There are few more frictions than when folk start discussing who is the best guitarist ever. It’s guaranteed to produce a bevy of opinions, as ever more effusive hyperbole gets trotted out, ever more fierce grudges dusted down, and ever more unlikely proponents pushed forward. So we won’t go there, other than to comment that Arthel Lane “Doc” Watson was probably in the top few, certainly if you remove the anathema of electricity. (To be fair, he probably had way more electricity than many a blues-rock road warrior, but remained resolutely unplugged the length of his days, 1923 – 2012.) He merited a tribute long ago, and now, with I Am a Pilgrim: Doc Watson at 100, he’s got a fairly worthy one.
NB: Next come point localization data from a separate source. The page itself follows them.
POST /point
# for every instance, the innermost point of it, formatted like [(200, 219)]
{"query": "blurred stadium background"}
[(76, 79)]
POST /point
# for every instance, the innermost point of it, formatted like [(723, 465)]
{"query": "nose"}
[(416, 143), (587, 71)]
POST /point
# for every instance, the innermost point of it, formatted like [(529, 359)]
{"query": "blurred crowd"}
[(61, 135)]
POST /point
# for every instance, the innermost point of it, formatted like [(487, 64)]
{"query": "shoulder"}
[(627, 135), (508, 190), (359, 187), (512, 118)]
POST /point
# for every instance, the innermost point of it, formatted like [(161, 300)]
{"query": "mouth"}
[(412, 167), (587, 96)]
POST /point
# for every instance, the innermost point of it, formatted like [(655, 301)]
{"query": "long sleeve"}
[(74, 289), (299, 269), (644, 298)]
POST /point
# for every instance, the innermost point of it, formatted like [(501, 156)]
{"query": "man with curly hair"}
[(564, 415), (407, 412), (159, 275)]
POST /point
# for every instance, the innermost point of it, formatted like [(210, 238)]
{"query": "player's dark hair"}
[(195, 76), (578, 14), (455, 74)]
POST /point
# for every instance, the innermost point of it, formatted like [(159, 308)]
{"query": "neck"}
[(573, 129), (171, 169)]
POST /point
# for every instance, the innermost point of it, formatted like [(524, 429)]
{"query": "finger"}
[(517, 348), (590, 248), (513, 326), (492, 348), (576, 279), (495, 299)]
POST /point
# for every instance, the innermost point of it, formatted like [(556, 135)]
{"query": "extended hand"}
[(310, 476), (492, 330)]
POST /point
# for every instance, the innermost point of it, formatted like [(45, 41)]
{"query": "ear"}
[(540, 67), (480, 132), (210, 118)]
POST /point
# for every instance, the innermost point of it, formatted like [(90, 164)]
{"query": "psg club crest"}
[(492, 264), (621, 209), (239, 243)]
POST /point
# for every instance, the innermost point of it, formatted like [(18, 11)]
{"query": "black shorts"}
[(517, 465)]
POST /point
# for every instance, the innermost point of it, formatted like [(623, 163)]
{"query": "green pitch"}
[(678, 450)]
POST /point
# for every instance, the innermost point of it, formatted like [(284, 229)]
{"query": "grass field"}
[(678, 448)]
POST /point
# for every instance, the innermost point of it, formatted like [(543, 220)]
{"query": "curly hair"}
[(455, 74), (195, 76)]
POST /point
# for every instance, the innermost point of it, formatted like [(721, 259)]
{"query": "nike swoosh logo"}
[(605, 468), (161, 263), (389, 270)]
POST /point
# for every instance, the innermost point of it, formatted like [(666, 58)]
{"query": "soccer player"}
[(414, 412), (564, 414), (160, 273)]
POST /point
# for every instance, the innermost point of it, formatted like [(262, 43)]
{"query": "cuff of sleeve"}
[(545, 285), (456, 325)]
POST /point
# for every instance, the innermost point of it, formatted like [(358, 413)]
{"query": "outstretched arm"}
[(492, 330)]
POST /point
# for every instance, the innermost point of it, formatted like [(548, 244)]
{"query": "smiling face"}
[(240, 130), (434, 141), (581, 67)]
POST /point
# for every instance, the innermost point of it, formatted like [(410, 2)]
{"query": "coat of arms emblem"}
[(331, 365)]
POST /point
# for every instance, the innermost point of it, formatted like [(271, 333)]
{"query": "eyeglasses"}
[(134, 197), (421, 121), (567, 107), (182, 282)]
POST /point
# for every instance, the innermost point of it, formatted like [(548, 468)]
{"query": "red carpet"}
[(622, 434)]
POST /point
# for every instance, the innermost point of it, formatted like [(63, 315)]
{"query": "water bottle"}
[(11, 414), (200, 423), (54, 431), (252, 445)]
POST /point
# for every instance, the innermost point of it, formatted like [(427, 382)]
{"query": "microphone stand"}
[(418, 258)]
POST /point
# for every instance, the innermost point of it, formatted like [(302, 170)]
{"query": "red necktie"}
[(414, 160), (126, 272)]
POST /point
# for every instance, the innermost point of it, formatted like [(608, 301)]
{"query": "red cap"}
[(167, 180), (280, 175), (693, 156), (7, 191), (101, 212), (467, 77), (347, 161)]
I Am a Pilgrim is crammed with musicians great and the good, partly drawn from the country/bluegrass/Americana palette he made his home, coming together to salute his playing, his singing and his all round good-eggness. Quite what Watson might have made of such a shindig is anyone guess, the fuss possibly embarrassing the quietly spoken and mild-mannered dude all parties suggest he was.
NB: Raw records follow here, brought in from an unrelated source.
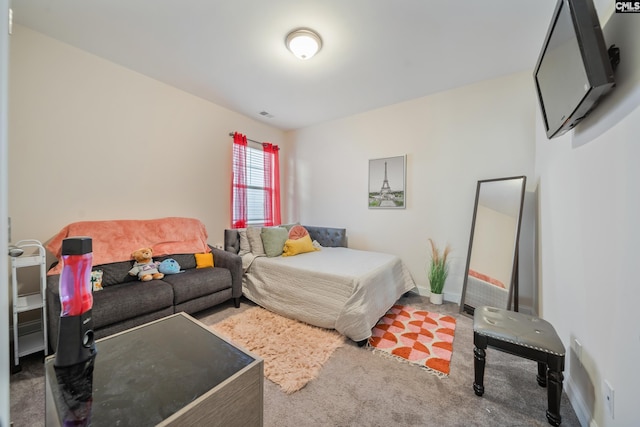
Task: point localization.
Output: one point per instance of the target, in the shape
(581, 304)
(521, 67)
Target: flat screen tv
(573, 71)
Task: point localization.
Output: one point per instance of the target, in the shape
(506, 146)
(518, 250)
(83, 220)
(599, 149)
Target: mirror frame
(513, 284)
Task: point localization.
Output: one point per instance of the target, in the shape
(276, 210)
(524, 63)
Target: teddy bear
(144, 267)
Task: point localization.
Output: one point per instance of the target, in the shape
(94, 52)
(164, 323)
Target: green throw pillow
(273, 240)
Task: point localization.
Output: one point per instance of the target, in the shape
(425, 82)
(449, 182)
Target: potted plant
(438, 271)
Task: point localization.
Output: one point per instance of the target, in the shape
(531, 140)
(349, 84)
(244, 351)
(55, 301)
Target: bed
(335, 287)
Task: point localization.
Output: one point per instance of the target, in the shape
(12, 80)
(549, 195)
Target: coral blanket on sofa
(114, 241)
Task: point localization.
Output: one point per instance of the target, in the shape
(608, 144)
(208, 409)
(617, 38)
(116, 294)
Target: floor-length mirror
(492, 260)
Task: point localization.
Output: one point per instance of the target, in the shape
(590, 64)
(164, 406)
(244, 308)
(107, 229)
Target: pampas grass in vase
(438, 271)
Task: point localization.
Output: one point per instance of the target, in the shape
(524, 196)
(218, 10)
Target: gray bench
(525, 336)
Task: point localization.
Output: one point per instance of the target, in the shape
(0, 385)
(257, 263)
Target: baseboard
(579, 405)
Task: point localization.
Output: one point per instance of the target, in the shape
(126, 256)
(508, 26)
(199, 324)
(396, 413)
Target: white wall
(452, 139)
(4, 273)
(589, 208)
(91, 140)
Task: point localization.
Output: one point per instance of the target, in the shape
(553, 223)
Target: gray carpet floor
(358, 387)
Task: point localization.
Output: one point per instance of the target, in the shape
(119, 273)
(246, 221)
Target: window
(256, 184)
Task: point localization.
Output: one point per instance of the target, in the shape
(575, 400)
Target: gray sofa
(125, 302)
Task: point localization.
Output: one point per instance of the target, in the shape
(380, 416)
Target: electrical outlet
(608, 396)
(577, 349)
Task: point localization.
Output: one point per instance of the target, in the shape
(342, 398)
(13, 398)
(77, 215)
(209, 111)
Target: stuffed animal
(169, 266)
(144, 267)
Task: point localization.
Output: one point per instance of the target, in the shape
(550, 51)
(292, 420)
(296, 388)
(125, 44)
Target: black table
(174, 371)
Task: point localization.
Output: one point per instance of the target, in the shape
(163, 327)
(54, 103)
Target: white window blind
(255, 186)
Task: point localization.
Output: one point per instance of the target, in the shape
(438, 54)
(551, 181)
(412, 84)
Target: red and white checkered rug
(416, 336)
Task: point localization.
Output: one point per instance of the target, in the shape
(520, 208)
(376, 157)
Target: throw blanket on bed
(336, 288)
(114, 241)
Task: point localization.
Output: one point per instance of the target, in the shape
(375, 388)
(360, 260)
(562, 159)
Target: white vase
(435, 298)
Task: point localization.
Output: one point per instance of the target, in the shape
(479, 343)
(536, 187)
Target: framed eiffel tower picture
(387, 183)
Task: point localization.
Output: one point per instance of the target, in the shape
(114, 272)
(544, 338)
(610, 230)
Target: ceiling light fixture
(303, 43)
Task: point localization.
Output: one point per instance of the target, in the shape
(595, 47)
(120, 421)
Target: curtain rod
(252, 140)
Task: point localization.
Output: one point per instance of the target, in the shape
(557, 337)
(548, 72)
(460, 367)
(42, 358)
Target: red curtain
(271, 184)
(239, 182)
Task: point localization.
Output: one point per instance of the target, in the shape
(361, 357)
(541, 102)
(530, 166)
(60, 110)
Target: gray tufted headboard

I first came across Watson’s superlative talent when I was a teenaged schoolboy. A new boy in class was an expatriate Yank, with a precocious talent for fiddle, or violin, as I then thought it was called. He drew my attention to the now and rightly fabled triple album set, the Nitty Gritty Dirt Band’s Will the Circle Be Unbroken. My Deep Purpled and Pink Floyded mind was blown, possibly never again grouping back together again in the same way, such was the richness of the material across those discs, as a plethora of country royalty got to spar with some longhair hippies, burying prejudices and forging alliances aplenty.
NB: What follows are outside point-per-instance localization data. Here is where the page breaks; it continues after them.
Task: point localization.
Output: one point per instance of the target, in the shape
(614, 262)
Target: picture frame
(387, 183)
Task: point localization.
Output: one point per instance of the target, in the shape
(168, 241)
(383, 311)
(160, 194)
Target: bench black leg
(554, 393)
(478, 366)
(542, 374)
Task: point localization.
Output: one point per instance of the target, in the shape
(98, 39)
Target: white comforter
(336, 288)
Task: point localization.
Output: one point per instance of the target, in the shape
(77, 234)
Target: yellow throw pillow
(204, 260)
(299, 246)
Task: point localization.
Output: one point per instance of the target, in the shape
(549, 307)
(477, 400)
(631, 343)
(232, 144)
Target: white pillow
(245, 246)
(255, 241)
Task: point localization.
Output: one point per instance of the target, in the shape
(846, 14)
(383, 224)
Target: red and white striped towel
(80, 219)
Doc Watson was a key part of that. His mellifluous picking seemed just so impossibly relaxed and, at the same time, impossible to grasp. Add in his down-homey back porch dialogue, one of the delights of the project, and he just seems the coolest man on earth. Seriously, if you haven’t heard him at full pelt, raising nary a bead of sweat, try to search him out. With all the recordings containing his name–solo, with his son, with his grandson, collaborations aplenty–you can’t go wrong.